Innovation

Toilet map is sweet music to the ears of visually impaired festivalgoers

Impaired vision does not prevent you from enjoying the music at Roskilde Festival, but it can make your toilet visit more challenging. DTU students have come up with an idea which will improve your comfort when nature calls at a festival.

Christian Stampe (left) and Franziska Marie Bäuerlein are putting up a tactile map that shows the interior of one of the toilets in a toilet trailer at Roskilde Festival 2024. Photo: Ditte Valente
The map shows the layout of the festival toilet and as such provides important information to festival guests with impaired vision. Photo: Ditte Valente.

Valuable feedback

In the development process, the group received valuable input from a person with visual impairment, and it has been great to have the idea tested at this year’s festival:

“We plan to use the collected data to create an improved version of our product that incorporates the aspects of our prototypes that worked best,” Christian Stampe says.
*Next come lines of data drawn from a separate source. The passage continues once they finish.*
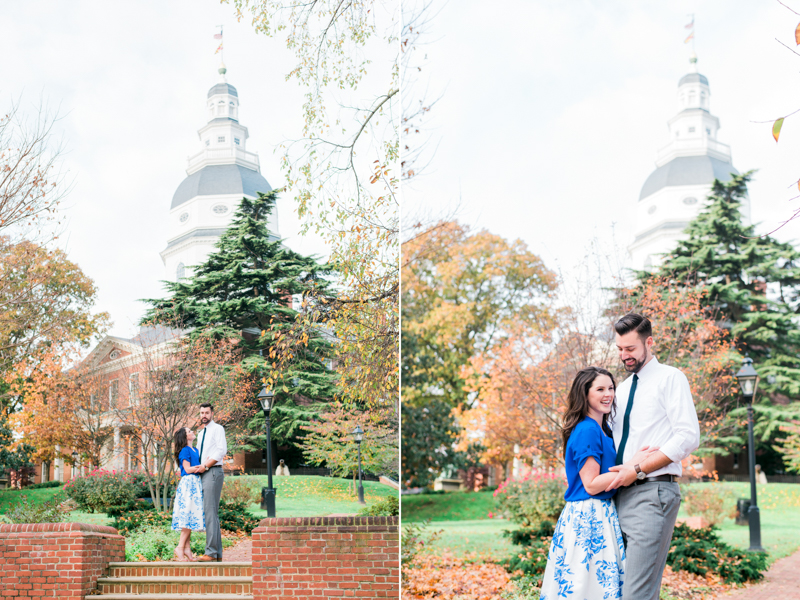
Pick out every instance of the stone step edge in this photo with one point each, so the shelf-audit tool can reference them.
(183, 565)
(172, 597)
(176, 579)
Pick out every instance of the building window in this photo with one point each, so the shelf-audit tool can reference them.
(113, 394)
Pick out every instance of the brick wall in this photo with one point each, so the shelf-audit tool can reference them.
(56, 560)
(326, 557)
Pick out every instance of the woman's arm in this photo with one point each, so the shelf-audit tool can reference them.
(594, 483)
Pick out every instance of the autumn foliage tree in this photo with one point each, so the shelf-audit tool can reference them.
(521, 387)
(464, 293)
(330, 440)
(342, 171)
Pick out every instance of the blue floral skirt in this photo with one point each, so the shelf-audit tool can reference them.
(587, 556)
(187, 512)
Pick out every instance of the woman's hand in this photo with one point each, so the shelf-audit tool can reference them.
(641, 454)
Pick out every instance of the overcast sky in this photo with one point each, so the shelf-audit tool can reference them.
(551, 112)
(131, 80)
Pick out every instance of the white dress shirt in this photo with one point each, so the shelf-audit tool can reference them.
(662, 415)
(215, 445)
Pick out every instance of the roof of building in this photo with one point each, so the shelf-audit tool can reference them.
(687, 170)
(693, 78)
(218, 180)
(223, 88)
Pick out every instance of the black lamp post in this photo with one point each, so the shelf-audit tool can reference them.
(267, 399)
(359, 435)
(748, 382)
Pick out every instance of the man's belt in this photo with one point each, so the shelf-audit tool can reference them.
(670, 478)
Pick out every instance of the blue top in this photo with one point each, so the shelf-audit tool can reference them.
(190, 454)
(587, 439)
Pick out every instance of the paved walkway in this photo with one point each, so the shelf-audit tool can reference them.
(781, 582)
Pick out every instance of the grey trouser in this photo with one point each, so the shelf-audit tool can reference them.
(212, 490)
(647, 514)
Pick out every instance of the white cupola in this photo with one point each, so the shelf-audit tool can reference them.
(219, 174)
(686, 167)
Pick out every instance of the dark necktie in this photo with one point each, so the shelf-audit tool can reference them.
(626, 422)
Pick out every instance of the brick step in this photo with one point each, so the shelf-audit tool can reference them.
(158, 585)
(180, 569)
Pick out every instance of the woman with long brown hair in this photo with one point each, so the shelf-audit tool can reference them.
(587, 554)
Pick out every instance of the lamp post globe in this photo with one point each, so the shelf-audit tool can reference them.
(358, 434)
(267, 399)
(748, 383)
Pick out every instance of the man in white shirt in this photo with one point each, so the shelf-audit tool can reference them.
(213, 448)
(654, 408)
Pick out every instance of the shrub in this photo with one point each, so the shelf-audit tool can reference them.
(700, 551)
(530, 562)
(46, 484)
(233, 516)
(142, 519)
(386, 507)
(241, 490)
(537, 497)
(103, 491)
(158, 543)
(713, 502)
(29, 512)
(414, 538)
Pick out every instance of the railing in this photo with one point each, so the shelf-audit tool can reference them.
(223, 156)
(745, 479)
(318, 471)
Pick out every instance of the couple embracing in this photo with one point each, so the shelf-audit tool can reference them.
(622, 452)
(196, 506)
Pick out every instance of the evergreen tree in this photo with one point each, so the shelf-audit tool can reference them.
(752, 281)
(244, 289)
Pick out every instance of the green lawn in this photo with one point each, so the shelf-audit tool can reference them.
(452, 506)
(297, 496)
(461, 516)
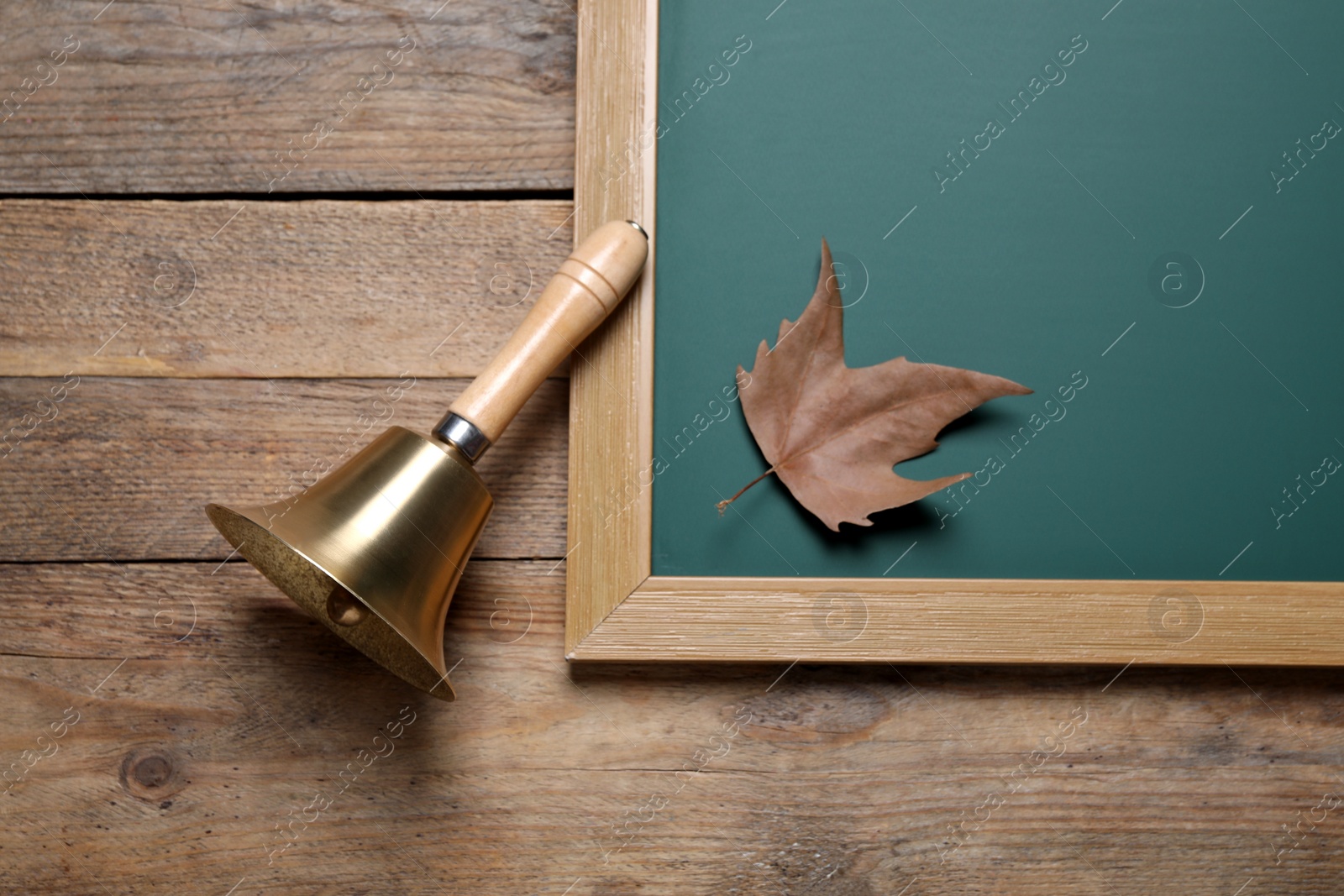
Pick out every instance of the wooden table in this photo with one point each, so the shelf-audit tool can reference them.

The group would like to have a final version ready for next year’s festival—an initiative which is welcomed by 33-year-old Kenneth Schack Banner, who is a board member of the youth organization of the Danish Association of the Blind and a Roskilde festivalgoer for the past three years. He is blind and believes the map has great potential, because as he says:

“No one wants to feel their way in a toilet where you cannot be sure how how clean it is.”

Since there are no standard icons for common toilet fixture and fittings—such as a flush button or a toilet seat as well as the optional extras found in a disabled toilet—Kenneth Schack Banner believes the key to success will be to design icons that make it easy to both quickly and accurately decode the various elements.

Once the group has cracked the code to make a well-functioning toilet map, the members hope to develop a standard library of icons that can be combined on tactile maps for other types of rooms.

“We found out that this does not currently exist,” Christian Stampe says.

DTU at Roskilde

This is the 13th year that DTU students have used Roskilde Festival as a laboratory to test their innovative and sustainable technical solutions to challenges in relation to everything from water supply and waste sorting to acoustics and accessibility, to energy consumption and recycling.

At this year’s festival, a total of 20 projects participated, all aiming to improve the festival experience.

Facts

The latest research shows that there are approximately 32,000 citizens in Denmark who live with a visual impairment. Of this group, approximately 12,500 are blind or severely visually impaired, which corresponds to the Danish Association of the Blind’s membership criterion of a maximum of 10 per cent of normal vision when corrected by optics.